The designer’s maxim about dark colors is that they advance visually, which makes surfaces or objects look closer or more imposing. That’s why a large kitchen with dark cabinets and a ton of wall pattern — like this one in a grand log villa on the Swedish seacoast — has such dramatic impact.
The kitchen sits at one end of a two-story great room with a natural wood cathedral ceiling, tall windows and intense light. While the dark scheme might seem severe, in Scandinavia the sun doesn’t fully set until nearly midnight during the summer months when the home would be most in use.
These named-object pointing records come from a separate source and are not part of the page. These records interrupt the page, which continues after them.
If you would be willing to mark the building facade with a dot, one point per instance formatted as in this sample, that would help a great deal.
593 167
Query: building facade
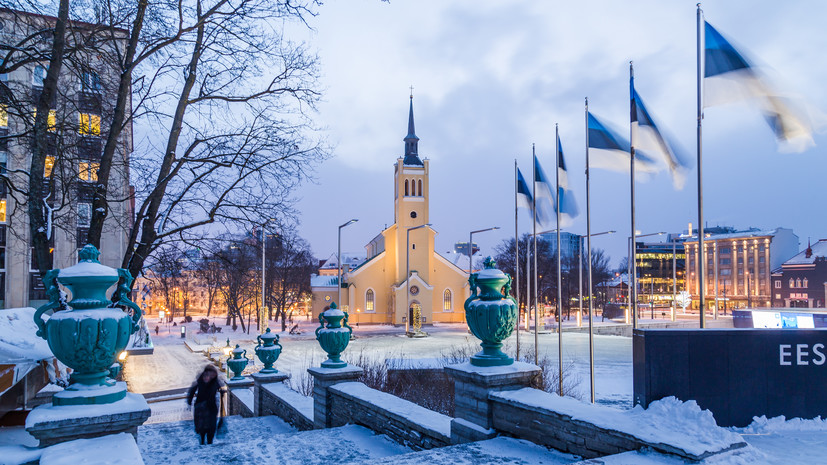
738 266
402 275
78 122
801 282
Although the overall effect is dark, actually only the lower cabinets are java-colored. Modern, with flat doors, architect’s nickel pulls, and a glossy (lacquer) finish, they are typical of many modern cabinet styles. Lighted upper cabinets, with aluminum frames and frosted glass, resemble what we see at Ikea. The vent hood appears to float on the patterned wall — perfectly centered in an open space between the upper cabinets and over the cooktop. The symmetry of the cabinets also line up perfectly with the ceiling beams.
Virtually all the kitchen walls are clad in brown-tone field tile from counter tops to ceiling — a treatment I call a “Euro-splash.” Damask patterns were considered positively moldy – the stuff of grandma’s table linens — until the motif rebounded a few years ago. Now they are chic, having been taken up mainly for wall coverings. Adjacent to the double-ovens is a wall of refrigeration.
The field tile used resembles this Tiepolo Tileworks Damask pattern from Complete Tile, no?
A trio of modern stools in the same dark-brown lacquer tones sit beneath an eating bar on one side.
The loft above the kitchen provides this bird’s eye view from above the rafters.
From the entry, it’s easy to see the ceiling height and the scale of a house that seems to swallow up the large kitchen.